大年初一,气焰嚣张的雾霾弥漫在城市上空。西子以优异的成绩夺得本年度第一,校长打电话来说她有幸与校董在宴会上跳第一支舞。
信大历届没出过这样的规矩,西子转眼间就能成为全场瞩目的焦点,这个头衔压在肩头有点沉,估计她又该被人抹黑了。
女人觉得头疼,校园论坛八卦多,西子在上面被骂的要多难堪有多难堪。
她拿着演讲稿在校园广播厅内熟读,上头下达命令,今晚的舞会由她主持开场。西子知道,这又是南煜沉的意思。
策划部几名女学生帮着音响师搬道具,她们睇向西子的眼神都带着鄙视,欧静指挥两个人去调试现场灯光,她是策划部部长,必须全程监督舞会搭建过程。
西子坐在旁边课桌上,欧静瞅了眼背台词的女人“喂,你过来帮下忙。”
西子头也没抬,“我不叫喂。
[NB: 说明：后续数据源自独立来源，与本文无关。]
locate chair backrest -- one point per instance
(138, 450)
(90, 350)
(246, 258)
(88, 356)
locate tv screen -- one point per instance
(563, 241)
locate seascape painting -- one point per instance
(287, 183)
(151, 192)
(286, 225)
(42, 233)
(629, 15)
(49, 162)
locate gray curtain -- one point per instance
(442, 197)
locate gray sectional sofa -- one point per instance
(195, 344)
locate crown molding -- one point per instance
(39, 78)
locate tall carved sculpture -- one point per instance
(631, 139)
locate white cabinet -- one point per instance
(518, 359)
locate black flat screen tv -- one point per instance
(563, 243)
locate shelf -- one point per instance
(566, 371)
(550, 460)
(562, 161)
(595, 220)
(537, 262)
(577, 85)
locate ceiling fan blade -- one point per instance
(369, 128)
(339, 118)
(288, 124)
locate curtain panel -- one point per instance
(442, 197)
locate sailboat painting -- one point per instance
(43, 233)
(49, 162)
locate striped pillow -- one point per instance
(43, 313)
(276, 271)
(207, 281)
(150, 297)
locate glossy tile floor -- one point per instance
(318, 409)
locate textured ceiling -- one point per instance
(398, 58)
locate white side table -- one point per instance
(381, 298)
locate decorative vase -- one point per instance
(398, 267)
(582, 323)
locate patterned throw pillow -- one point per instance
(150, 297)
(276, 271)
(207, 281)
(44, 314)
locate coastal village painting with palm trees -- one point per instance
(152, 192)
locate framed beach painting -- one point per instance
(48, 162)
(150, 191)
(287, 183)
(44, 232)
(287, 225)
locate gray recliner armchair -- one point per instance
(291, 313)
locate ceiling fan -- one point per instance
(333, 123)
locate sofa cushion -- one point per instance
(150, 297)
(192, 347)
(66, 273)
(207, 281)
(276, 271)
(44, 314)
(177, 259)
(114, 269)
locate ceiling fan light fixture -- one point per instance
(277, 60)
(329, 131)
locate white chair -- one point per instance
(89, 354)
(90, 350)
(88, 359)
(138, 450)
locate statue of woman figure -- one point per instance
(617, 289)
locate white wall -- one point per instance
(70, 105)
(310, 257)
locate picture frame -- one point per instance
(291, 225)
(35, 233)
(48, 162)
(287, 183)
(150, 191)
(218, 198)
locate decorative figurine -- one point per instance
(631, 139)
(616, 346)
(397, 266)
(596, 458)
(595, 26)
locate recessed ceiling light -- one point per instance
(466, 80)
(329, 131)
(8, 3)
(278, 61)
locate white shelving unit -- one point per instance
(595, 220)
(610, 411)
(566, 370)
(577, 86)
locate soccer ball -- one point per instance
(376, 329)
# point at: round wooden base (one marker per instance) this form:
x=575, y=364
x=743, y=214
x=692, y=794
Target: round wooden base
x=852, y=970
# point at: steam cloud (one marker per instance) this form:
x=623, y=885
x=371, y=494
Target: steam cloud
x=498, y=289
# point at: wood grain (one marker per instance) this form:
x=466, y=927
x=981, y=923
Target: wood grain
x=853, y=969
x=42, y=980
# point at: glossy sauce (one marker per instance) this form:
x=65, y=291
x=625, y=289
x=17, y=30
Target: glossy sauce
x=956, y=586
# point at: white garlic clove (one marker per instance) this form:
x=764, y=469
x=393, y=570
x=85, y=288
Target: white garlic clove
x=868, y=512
”
“我们现在忙不过来,让你帮个忙怎么了?你少在这自命清高,考第一很了不起?又没有打破信大最高考分记录保持者的分数。”
西子目光落在课桌的演讲稿上,“如果这就是你求人的态度,那么你人手不够也在情理之中。”
欧静咬了下牙关,一口恶气暗藏在胸口没有立即发作。
时间从指缝中悄无声息的溜走,傍晚十分,一切准备就绪,西子换上南煜沉送的那件澳大利亚知名设计师设计的晚礼服。她拿着台本刚步入后台,就被几双奇怪的视线盯个正着。
黄白相间的衣服按照她的尺寸,巧妙的融合了上个世纪八十年代欧洲贵族风格理念,加上她本就一张出水芙蓉的脸,不施粉黛而颜如朝霞映月,这样的气质,难在其余女人身上找到。
她要往演讲台上一站,惊艳全场,毋庸置疑。
明明是被南煜沉藏在背后不可见光的女人,他却用自己所能想到的最好方式,让她不留余地的展示自己的破茧成蝶。
欧静双手环胸打量她,继而笑的难以自制,那是一种,近乎放肆的嘲笑。
“西子,我当真以为扶不上墙的烂泥能飞上枝头变凤凰,原来……”
“是只丢人现眼的假凤凰。”身后一人帮她补充,五个女生围在一起笑得花枝乱坠。
西子皱了下眉头,外头这会已经陆陆续续来了不少人,商政名流无数,财阀大腕云集,还有不到十五分钟她就要上台讲话。
欧静兴奋的撩开帷幕,只露出个巴掌大的空隙,以供西子能清清楚楚看见外面的人。
“西子,你这个穷家小户没吃过猪肉,难道连最起码的常识都不懂么?舞会撞衫,就如同被人当众扇了个耳光,是奇耻大辱。瞿家大小姐,你比得过么?”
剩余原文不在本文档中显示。